New York Rep. Hakeem Jeffries, the No. 4 Democrat in House leadership, echoed that sentiment, saying the House wouldn’t link the surveillance authorities to other urgent priorities in the near term.

“It’s not my expectation that it will be attached to any legislation that is moving this week,” Jeffries said at a news conference.

Paul told reporters last week that Trump told him he does not support an extension of the expiring provisions without significant changes.

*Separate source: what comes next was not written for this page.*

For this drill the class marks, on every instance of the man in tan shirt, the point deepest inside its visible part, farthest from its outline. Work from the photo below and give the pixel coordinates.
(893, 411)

Paul wants to amend the law to prevent FISA from targeting Americans, a provision that intelligence officials deploy against those suspected of acting at the behest of foreign powers.

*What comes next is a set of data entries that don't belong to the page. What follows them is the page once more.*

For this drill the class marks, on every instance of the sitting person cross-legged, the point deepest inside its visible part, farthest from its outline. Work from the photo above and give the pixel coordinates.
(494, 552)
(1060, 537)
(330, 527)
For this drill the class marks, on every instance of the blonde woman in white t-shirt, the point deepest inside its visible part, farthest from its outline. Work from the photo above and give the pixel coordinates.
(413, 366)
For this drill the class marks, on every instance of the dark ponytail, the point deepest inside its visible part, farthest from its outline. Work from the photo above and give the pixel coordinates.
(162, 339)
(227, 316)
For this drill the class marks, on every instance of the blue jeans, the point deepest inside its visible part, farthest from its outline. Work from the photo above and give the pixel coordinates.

Trump nearly tanked the most recent FISA extension in 2018, when he tweeted his apparent opposition to a bill set for House passage that day, only to send a second tweet hours later reversing course.

Paul, McConnell, McCarthy, Sen. Mike Lee (R-Utah), Senate Intelligence Chairman Richard Burr (R-N.C.), Senate Judiciary Chairman Lindsey Graham (R-S.C.), Sen. Steve Daines (R-Mont.), House Oversight ranking member Jim Jordan (R-Ohio), House Intelligence ranking member Devin Nunes (R-Calif.), Rep. Mark Meadows (R-N.C.), House Judiciary ranking member Doug Collins (R-Ga.), House Republican Conference Chair Liz Cheney (R-Wyo.) met with Trump Tuesday evening.

Jared Kushner, White House Counsel Pat Cipollone and acting chief of staff Mick Mulvaney were also present, according to a senior administration official.

Burr and Graham are eager to extend the expiring provisions, while the House hard-liners are more skeptical.

“We have to have reform. I think that’s paramount,” Jordan, a top Trump ally in the House, said in an interview on Fox News. “What we don’t want is a clean reauthorization. We’re going to be pushing for reform.”

If surveillance authorities do seem in danger of lapsing, lawmakers could consider approving a short-term extension.

The split among Democrats is also significant. Schiff said he has been meeting with Jayapal and Rep. Zoe Lofgren (D-Calif.) — two progressives proposing changes to the FISA law — to try and reach a deal.

Lofgren’s push for amendments to the law helped derail a delicate agreement between Schiff and Judiciary Chairman Jerry Nadler (D-N.Y.) last week after she insisted on bringing them up at a committee markup. The markup was called off amid uncertainty about the deal.

“I feel like these bills always come down to the last minute and we’re always scrambling against time,” Jayapal said. “But we’re still working on it. This is an issue that’s really important to the Progressive Caucus. … We have to get serious reforms in, and it certainly takes a lot of steps there. But we certainly have more ways to go.”

Sarah Ferris, Andrew Desiderio and Martin Matishak contributed to this report.